Rokhlenu's heart was trying to hammer its way out of his chest. It took him several steps to gather enough breath to say, "It's not a part. I'm willing to mate with you."
"Ulugarriu's left testicle," was Wuinlendhono's amused response. "You've been in prison, Rokhlenu. Right now you're willing to mate with anything that doesn't get away fast enough."
"I'm serious."
"I don't want to argue about that. I just want to make something clear. If you're talking about mating with me, we're not talking about a quick screw. I only mate for life. You're too twisted up to think about that right now, but I'm not. You're no good to me like this. So go find someone and discreetly express the depths of your poetic soul-by the bucketful if necessary. We're short on females in the outliers, but there are working girls (and for that matter working boys) who come out from Apetown and Dogtown. You can find them in the day-lairs by the marketplace; your fellow Olleiulu will show you. Until your mind is clear, I'm not making any deal."
Rokhlenu snarled. "Aren't you at least going to say how touched and honored you are by my proposal?"
Wuinlendhono laughed sympathetically. She patted his left hand with her own. "Sorry, new friend, if I seem a little cold. I'm not a puppy, you know, anxiously awaiting her first heat. If we mate, you'll be my fifth."
"Oh? I thought you didn't go in for casual mating."
"I don't. They're all dead. My fourth, who was First Wolf of this hellhole, was killed by a gang of Dogtown robbers. My third caught some sort of lingering illness and ate silver rather than let it finish him. My second was out hunting one day when he ran into a werebear and they killed each other."
They walked on for a while in silence. When it became clear that she had finished he said, "And your first?"

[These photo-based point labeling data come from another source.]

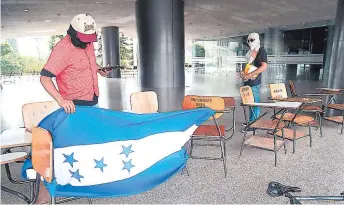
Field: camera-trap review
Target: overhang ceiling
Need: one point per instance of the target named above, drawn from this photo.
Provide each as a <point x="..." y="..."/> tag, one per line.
<point x="203" y="18"/>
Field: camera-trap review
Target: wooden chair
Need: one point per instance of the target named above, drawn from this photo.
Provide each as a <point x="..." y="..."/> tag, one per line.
<point x="272" y="126"/>
<point x="280" y="91"/>
<point x="294" y="120"/>
<point x="213" y="132"/>
<point x="318" y="110"/>
<point x="337" y="119"/>
<point x="42" y="161"/>
<point x="230" y="108"/>
<point x="33" y="113"/>
<point x="144" y="102"/>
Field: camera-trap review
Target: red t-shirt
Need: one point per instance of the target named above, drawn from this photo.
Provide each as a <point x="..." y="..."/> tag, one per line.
<point x="75" y="70"/>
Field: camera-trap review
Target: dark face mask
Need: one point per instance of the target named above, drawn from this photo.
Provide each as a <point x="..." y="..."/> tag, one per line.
<point x="75" y="40"/>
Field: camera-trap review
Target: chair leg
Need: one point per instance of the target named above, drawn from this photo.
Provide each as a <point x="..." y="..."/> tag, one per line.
<point x="320" y="126"/>
<point x="310" y="135"/>
<point x="36" y="188"/>
<point x="186" y="170"/>
<point x="191" y="147"/>
<point x="53" y="200"/>
<point x="293" y="146"/>
<point x="223" y="150"/>
<point x="242" y="145"/>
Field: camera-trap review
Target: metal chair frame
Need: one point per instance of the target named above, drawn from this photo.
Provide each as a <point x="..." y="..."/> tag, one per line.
<point x="276" y="149"/>
<point x="221" y="138"/>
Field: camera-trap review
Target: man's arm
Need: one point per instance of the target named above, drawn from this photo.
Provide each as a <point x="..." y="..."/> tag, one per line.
<point x="261" y="69"/>
<point x="49" y="86"/>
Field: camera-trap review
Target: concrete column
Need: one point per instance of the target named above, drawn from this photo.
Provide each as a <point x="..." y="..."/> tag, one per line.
<point x="160" y="32"/>
<point x="111" y="54"/>
<point x="327" y="54"/>
<point x="273" y="41"/>
<point x="336" y="74"/>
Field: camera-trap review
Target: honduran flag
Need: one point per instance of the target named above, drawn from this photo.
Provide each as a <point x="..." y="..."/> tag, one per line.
<point x="106" y="153"/>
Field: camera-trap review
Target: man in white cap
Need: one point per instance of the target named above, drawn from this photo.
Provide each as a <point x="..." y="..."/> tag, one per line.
<point x="258" y="57"/>
<point x="73" y="63"/>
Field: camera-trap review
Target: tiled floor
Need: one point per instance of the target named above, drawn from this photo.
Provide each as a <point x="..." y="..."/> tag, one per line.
<point x="317" y="170"/>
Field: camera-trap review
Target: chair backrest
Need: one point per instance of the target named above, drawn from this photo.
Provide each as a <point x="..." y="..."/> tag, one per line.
<point x="42" y="153"/>
<point x="213" y="102"/>
<point x="144" y="102"/>
<point x="278" y="90"/>
<point x="292" y="88"/>
<point x="33" y="113"/>
<point x="246" y="95"/>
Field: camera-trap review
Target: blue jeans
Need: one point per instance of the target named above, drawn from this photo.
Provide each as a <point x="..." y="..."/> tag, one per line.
<point x="255" y="111"/>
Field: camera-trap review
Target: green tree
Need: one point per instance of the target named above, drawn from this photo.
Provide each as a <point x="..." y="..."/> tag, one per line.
<point x="32" y="64"/>
<point x="198" y="50"/>
<point x="10" y="60"/>
<point x="126" y="51"/>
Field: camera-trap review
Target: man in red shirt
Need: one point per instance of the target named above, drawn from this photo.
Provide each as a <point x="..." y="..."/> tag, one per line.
<point x="73" y="63"/>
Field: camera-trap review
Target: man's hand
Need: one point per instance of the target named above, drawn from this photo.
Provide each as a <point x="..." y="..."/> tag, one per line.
<point x="247" y="76"/>
<point x="67" y="105"/>
<point x="104" y="72"/>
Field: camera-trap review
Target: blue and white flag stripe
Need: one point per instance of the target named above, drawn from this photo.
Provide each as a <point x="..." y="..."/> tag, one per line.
<point x="100" y="163"/>
<point x="105" y="153"/>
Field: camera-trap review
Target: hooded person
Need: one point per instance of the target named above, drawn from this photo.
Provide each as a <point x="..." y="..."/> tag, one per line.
<point x="254" y="43"/>
<point x="256" y="64"/>
<point x="72" y="62"/>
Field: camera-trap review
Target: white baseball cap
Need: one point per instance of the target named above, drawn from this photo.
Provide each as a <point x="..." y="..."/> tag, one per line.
<point x="254" y="37"/>
<point x="85" y="27"/>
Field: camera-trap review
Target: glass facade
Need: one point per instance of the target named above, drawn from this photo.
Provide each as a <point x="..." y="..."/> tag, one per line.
<point x="296" y="54"/>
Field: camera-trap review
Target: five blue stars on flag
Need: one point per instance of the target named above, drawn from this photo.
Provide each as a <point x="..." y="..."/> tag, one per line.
<point x="100" y="163"/>
<point x="126" y="151"/>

"It was an arranged marriage," Wuinlendhono said. "My guardian outwed me to an old ghost-sniffer in the Goweiteiuun pack. I hated him, so I killed him. That's why I'm here, which was probably your next question."
"No," Rokhlenu said, thinking how much like prison this all was in some ways. "But thanks for telling me."
The lairs of the outlier pack were built on the swamps below Wuruyaaria's south wall. For streets they had boarded ways; the lairs were rickety towers built on stilts driven into the sandy mud of the swamp. The whole place looked like a strong wind could knock it down.
The people were a little tougher looking. They moved fast; they talked or sang fast. He didn't see too many stupid faces, and no sentimental ones. Even the stupid faces wore a hard, cheerful determination. If the wind came and the lairs fell, these people would rebuild-or sell the wreckage to a passing mark.